Deploying pseudonymization techniques to protect health data
A report of the European Union Agency for Cybersecurity (ENISA) explores how pseudonymization techniques can help increase the protection of health data.
The healthcare sector has highly benefited from technological developments and the digitalization process. However, as those new technologies need to be integrated into IT infrastructures, which is already complex in nature, new challenges emerge in relation to data protection and cybersecurity.

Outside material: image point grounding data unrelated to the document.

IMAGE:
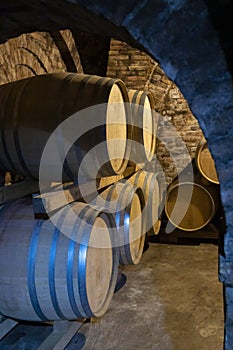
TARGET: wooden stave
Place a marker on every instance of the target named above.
(208, 190)
(213, 178)
(147, 185)
(137, 100)
(16, 156)
(75, 301)
(122, 216)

This is especially true since providing health services today implies an extended exchange of medical information and of health data among different healthcare service providers.
How medical data help deliver better health services
With a large volume of data, the healthcare sector has therefore the capacity to improve diagnosis and modelling of clinical outcomes, help assess early intervention strategies, etc. This new ecosystem improves the delivery and monitoring of health services at different levels including decision making and provides timely, appropriate and uninterrupted medical care.
How to ensure the safe processing of medical data
Nonetheless, the increasing processing of digitised medical data has also led to the associated risks of cyberattacks and of data breaches. To ensure adequate protection of patients’ medical data, technical solutions such as those offered by pseudonymization can be implemented.
The report published today builds on the previous works of ENISA and explores the different techniques of pseudonymization in the context of simple use cases.
What is pseudonymization?
Pseudonymization can significantly support personal data protection. It improves the protection of data. Pseudonymization consists in de-associating a data subject’s identity from the personal data being processed for that data subject. In practice, this is done by replacing one or more personal identifiers with what we call pseudonyms.
Different techniques can be used to this effect, which are based on the way pseudonyms are generated. Such techniques include counter, random number, hash function, hash-based message authentication code (HMAC) and encryption.
Although not essentially new, the process is explicitly referenced by GDPR as a technique to use to promote data protection by design and to secure the processing of personal data.